Sunday, 9 December 2012

Prakata untuk Cuaca yang Begitu Muramnya


Senja makin muram. Gerimis pun perlahan turun dari singgasananya. Udara begitu dingin dengan angin yang bertiup meremangkan tubuhku. Semakin gelap saja langit yang biasanya biru. Tak mungkin membiru tentu saja sewaktu matahari telah lelah menghibur bumi belahan sini, di mana aku bisa menatapnya pagi, siang, dan sore hari. Kini, matahari telah kembali ke belahan bumi lain. Mencoba menggembirakan kehampaan hati orang-orang yang berkeliaran di sana. lalu, nasibku di sini yang kini mereguk sepi tanpa sang matahari.
Sedari tadi aku menatap pada ponsel touchscreenku. Men-slide berulang-ulang tanpa ada tujuan pasti. Melihat pesan masuk tanpa membacanya secara rinci. Sebenarnya yang kuinginkan Cuma satu. Aku ingin sekali mengirim pesan pada seseorang. Seseorang yang kini tengah kupikirkan. Seseorang yang sedang kurindukan. Namun sayang. Aku terlalu takut melihat namanya dalam daftar kontakku. Aku takut tak bisa kukendalikan diriku untuk benar-benar mengirimkan kata rindu itu padanya. Tidak. Tidak untuk saat ini.

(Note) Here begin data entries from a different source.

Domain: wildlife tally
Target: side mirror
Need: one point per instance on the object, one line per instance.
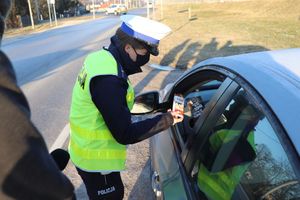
(146, 103)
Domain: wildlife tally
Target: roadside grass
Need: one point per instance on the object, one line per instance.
(221, 29)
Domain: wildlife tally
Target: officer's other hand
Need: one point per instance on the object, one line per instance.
(177, 116)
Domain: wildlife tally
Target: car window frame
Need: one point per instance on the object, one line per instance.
(182, 86)
(260, 104)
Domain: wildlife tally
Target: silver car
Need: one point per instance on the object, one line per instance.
(240, 137)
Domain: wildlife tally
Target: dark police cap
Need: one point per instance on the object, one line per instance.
(4, 7)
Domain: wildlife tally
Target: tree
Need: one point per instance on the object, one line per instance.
(18, 8)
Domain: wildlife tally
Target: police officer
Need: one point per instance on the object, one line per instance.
(100, 118)
(27, 170)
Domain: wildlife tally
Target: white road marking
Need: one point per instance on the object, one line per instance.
(61, 139)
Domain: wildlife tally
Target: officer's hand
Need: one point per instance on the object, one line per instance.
(177, 117)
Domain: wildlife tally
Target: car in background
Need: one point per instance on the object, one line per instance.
(240, 135)
(116, 9)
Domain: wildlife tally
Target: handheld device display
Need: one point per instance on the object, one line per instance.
(178, 103)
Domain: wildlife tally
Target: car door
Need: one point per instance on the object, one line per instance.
(241, 151)
(169, 178)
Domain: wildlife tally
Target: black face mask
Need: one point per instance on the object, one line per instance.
(142, 60)
(131, 67)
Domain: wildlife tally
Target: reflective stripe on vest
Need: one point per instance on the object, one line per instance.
(221, 185)
(92, 146)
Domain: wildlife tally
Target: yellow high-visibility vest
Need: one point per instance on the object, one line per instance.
(92, 146)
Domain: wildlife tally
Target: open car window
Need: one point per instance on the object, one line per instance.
(244, 157)
(195, 100)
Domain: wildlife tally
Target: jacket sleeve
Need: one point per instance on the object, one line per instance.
(27, 169)
(109, 95)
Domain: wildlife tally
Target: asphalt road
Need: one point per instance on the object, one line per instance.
(47, 64)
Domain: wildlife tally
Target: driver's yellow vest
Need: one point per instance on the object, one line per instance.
(221, 185)
(92, 146)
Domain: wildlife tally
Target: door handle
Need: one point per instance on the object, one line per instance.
(155, 184)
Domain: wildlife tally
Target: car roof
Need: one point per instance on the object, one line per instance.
(276, 76)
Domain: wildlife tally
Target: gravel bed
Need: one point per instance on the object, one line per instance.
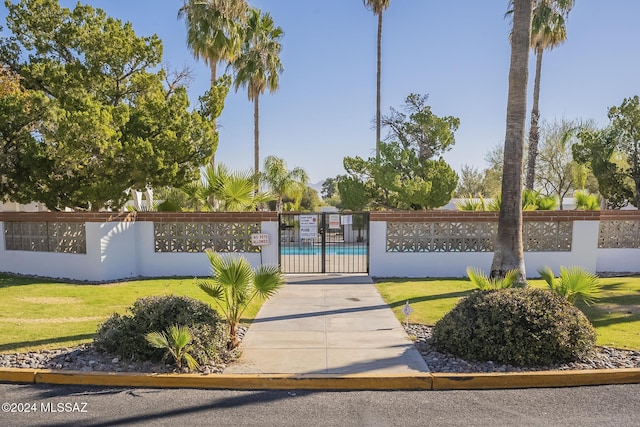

Beberapa menit berlalu. Dengan berat kugeletakkan begitu saja ponselku. Biar saja ia mati kedinginan. Biar saja eror sekalian. Matilah saja, berkata diriku pada ponsel tak berdosa itu. lalu aku mencoba memejamkan mata, sedikit demi sedikit mulai memadamkan mataku dari cahaya. Redup. Lalu aku jatuh tertidur dengan masih menyimpan sedikit beku di hati ini.